Importing Data

The first thing you need to do is read in the data. To read in comma separated value (csv) data, we need to use one of two commands (which we saw in the previous lab):

read.csv()
read_csv()

In the parentheses we can call the url online where the file is or specify the filepath where the file is. the readr package using read_csv() is very useful for big csv files or for doing it more quickly (along with greater customization).

You should go through the following process:

Download the Excel file labor_force_participation.xls from the following url:https://drive.google.com/file/d/0B9jjwkjdUJU7R2hXVGtvTEZmLVU/view?usp=sharing

And then… either

Open the file in MS Excel and save the file as a .csv file.
Import the data by assigning a name to the object, e.g. Participation <-read.csv(YOUR FILE PATH HERE) (notice how, because we are creating a data table, we have started it with an uppercase letter).

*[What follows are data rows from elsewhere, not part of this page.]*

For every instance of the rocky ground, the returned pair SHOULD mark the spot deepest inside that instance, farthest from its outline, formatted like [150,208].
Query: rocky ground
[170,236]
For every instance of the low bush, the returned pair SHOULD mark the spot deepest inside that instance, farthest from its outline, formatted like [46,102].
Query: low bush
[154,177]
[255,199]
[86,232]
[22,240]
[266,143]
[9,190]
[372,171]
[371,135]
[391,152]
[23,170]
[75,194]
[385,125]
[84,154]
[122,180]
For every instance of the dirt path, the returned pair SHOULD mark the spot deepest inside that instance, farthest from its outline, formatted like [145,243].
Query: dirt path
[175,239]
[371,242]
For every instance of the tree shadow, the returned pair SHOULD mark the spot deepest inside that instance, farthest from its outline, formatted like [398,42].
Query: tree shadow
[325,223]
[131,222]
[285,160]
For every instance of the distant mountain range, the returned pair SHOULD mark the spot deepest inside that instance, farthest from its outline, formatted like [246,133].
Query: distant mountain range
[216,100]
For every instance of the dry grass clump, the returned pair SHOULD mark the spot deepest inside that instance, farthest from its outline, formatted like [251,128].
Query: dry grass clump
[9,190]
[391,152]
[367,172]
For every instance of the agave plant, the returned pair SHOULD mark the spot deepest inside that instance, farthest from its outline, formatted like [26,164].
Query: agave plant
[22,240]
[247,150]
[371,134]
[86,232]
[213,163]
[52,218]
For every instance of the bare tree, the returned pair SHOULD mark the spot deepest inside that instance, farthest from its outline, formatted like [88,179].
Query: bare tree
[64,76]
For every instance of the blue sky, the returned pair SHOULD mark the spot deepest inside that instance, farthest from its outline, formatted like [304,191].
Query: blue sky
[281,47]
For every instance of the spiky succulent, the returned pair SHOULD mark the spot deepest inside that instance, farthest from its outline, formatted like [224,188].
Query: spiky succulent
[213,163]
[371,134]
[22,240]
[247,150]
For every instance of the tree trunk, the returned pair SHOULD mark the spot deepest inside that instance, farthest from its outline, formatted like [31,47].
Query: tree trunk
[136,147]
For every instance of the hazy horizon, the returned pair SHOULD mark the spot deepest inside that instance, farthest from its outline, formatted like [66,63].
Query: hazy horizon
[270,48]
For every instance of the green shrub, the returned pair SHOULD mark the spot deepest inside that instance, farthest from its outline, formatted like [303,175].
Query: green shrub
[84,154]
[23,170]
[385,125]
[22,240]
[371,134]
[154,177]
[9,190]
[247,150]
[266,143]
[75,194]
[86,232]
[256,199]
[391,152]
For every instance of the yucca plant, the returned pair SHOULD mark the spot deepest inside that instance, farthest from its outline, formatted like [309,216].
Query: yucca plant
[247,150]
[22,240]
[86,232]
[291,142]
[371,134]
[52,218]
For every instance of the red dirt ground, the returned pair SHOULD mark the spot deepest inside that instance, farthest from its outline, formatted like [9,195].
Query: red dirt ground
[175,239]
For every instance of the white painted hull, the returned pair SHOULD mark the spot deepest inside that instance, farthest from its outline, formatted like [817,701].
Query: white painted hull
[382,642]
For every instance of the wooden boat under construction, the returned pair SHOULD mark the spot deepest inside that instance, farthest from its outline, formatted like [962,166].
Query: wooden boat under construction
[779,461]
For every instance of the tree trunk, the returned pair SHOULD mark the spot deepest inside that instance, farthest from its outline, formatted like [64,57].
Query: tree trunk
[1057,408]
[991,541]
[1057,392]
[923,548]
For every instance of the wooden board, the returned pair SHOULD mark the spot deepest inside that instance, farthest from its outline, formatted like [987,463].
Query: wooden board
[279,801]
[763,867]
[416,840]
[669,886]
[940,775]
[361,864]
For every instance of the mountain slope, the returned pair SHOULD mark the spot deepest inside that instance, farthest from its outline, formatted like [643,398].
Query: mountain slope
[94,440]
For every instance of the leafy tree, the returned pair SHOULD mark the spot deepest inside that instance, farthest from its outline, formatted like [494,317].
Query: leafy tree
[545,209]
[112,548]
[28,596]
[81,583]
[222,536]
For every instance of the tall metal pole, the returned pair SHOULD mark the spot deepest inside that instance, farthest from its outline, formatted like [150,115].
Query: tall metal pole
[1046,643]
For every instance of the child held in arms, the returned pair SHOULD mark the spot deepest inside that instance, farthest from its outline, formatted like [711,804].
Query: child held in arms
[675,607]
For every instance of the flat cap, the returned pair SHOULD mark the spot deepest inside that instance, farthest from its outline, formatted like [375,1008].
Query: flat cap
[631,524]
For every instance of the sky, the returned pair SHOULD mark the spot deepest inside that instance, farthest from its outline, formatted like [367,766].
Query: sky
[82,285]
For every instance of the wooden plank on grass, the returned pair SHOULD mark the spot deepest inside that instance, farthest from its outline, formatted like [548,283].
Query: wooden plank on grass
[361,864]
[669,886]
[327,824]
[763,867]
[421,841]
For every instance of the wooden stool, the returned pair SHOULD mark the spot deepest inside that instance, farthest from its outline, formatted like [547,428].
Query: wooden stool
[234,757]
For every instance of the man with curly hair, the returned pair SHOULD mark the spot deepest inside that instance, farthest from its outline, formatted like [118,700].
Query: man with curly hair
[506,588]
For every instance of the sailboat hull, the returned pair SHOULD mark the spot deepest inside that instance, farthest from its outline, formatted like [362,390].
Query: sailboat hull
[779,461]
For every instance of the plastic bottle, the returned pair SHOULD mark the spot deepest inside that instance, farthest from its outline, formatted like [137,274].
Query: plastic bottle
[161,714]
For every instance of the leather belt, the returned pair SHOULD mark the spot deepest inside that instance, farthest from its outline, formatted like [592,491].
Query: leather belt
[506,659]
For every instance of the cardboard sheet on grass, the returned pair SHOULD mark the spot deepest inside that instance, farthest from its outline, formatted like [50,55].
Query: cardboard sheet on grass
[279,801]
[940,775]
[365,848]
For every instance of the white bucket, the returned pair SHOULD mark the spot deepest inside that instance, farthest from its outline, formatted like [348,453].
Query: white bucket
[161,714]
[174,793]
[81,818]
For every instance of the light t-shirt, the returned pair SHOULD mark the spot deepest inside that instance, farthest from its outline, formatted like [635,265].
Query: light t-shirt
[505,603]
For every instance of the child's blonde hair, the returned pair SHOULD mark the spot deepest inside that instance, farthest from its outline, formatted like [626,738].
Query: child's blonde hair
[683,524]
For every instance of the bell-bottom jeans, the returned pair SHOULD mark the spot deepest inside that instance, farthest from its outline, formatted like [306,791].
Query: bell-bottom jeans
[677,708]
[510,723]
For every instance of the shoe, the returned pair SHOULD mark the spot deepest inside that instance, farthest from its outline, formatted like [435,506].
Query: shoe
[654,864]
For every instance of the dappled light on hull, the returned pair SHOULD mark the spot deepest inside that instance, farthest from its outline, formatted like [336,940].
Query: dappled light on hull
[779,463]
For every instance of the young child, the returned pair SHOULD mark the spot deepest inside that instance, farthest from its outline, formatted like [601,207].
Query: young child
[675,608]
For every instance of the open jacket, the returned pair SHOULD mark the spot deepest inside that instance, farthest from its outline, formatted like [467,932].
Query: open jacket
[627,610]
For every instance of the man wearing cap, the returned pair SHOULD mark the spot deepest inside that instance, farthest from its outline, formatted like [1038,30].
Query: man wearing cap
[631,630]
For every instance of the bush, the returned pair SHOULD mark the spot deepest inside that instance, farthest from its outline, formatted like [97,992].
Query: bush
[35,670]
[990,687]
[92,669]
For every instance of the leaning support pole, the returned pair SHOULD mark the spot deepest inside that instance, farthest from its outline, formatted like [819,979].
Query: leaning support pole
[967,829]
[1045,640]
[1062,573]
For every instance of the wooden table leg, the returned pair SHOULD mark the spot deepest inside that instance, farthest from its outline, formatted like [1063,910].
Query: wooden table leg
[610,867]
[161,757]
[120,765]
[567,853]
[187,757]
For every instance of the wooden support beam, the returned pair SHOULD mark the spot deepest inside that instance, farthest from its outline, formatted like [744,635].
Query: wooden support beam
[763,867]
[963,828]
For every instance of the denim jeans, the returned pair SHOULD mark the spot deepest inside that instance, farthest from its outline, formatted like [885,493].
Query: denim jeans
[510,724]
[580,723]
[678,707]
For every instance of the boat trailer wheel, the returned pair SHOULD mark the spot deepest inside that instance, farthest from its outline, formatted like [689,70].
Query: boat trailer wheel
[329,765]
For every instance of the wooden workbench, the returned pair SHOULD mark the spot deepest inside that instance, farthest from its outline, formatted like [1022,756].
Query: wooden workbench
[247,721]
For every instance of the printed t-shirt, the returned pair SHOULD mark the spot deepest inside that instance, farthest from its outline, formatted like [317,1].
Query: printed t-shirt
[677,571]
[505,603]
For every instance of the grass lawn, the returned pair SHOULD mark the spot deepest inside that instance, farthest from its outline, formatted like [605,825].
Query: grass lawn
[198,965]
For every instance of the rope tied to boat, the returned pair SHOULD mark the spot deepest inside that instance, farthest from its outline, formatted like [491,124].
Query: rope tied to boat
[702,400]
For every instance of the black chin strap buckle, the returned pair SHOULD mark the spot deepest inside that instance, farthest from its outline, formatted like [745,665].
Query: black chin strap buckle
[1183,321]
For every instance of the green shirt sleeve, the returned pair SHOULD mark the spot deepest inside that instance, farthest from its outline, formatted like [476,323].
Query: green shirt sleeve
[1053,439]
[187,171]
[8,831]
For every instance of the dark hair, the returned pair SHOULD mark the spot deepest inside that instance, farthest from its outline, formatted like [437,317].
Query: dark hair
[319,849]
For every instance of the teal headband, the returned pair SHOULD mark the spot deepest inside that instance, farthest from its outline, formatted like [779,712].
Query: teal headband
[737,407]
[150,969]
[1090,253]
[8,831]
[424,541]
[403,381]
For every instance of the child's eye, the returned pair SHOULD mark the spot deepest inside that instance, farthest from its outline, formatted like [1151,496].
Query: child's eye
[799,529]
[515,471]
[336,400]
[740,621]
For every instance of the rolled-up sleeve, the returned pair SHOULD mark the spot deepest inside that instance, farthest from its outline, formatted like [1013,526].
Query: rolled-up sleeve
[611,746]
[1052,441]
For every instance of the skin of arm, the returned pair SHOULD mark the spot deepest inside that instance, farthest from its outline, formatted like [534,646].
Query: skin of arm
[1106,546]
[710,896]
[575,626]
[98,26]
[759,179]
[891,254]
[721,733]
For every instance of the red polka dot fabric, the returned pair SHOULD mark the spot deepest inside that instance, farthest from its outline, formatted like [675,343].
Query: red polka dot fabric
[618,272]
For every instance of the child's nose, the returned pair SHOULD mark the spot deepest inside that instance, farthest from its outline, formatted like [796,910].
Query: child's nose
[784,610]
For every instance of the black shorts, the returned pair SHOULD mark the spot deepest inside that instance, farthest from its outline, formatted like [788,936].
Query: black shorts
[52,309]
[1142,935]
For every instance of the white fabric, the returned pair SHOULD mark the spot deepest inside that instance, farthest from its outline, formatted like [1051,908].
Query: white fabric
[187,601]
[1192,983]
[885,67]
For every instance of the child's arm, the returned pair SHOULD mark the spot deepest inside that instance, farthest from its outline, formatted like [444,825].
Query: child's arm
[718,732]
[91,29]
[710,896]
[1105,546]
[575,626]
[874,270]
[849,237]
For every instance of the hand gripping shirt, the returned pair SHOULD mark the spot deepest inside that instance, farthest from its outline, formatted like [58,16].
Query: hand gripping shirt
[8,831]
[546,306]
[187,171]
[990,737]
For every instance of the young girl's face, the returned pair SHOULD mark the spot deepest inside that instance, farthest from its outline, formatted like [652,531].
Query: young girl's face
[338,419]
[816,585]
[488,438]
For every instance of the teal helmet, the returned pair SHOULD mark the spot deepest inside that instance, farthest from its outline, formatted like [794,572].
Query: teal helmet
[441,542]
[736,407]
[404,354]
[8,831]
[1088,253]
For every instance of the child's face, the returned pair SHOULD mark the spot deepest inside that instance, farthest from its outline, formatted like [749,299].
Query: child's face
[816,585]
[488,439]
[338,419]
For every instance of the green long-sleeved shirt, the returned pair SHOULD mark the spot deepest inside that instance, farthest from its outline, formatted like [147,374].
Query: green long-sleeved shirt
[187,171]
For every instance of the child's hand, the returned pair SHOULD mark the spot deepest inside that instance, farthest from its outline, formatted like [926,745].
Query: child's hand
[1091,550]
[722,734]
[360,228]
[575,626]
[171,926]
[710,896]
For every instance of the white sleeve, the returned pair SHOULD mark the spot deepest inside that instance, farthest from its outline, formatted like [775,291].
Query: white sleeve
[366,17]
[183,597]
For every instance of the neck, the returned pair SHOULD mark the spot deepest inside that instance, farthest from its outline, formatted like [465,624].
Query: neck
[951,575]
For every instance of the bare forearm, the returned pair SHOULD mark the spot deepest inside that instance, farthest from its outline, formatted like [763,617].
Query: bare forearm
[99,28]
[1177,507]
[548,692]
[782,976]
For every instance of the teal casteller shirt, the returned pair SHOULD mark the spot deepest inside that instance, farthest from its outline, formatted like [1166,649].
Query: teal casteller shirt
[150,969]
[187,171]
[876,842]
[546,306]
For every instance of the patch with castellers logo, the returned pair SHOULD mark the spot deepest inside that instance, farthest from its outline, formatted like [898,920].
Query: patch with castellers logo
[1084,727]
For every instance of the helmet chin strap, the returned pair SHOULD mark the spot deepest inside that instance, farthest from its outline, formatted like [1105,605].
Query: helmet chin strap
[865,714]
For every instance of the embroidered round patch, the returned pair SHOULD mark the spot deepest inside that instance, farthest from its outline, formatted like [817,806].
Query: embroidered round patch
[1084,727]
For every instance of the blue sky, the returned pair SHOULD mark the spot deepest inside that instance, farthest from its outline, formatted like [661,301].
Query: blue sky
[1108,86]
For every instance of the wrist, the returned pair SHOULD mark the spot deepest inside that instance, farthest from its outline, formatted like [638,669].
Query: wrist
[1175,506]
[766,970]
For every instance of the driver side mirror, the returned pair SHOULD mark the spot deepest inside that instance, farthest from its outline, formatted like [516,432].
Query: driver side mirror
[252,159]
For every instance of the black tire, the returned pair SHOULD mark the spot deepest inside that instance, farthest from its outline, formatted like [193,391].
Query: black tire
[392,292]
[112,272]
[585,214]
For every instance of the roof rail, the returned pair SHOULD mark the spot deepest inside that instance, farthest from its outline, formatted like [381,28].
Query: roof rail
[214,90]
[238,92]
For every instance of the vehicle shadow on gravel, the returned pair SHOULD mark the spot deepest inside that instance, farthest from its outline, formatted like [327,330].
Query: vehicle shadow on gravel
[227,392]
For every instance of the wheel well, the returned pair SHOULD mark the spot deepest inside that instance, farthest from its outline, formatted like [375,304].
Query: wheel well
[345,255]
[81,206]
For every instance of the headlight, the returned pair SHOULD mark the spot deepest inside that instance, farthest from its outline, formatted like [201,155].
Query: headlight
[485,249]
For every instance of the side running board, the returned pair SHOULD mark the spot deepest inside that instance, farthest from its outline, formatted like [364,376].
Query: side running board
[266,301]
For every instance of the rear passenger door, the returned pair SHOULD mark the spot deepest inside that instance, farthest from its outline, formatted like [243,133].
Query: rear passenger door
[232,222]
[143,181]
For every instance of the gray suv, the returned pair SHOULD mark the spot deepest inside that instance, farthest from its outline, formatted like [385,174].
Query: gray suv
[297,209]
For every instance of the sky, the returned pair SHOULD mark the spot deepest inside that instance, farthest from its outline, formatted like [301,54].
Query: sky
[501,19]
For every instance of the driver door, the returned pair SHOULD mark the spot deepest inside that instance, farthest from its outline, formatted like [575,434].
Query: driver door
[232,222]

Here’s an example of how you might read in the .csv file:

Participation <- read.csv("../more/labor_force_participation.csv")

Alternatively, we can use

Participation <- read_csv("../more/labor_force_participation.csv", 
                          col_types = cols(date = col_date(format = "%Y/%m/%d"), 
                                           male = col_double(),
                                           female = col_double()), 
                          col_names = TRUE
                          )

OR… you can read the data in with the readxl() command from the tidyverse. Note: you may need to install readxl (install it using install.packages("readxl"))

library(readxl)
ParticipationXL <- read_excel("../more/labor_force_participation.xls")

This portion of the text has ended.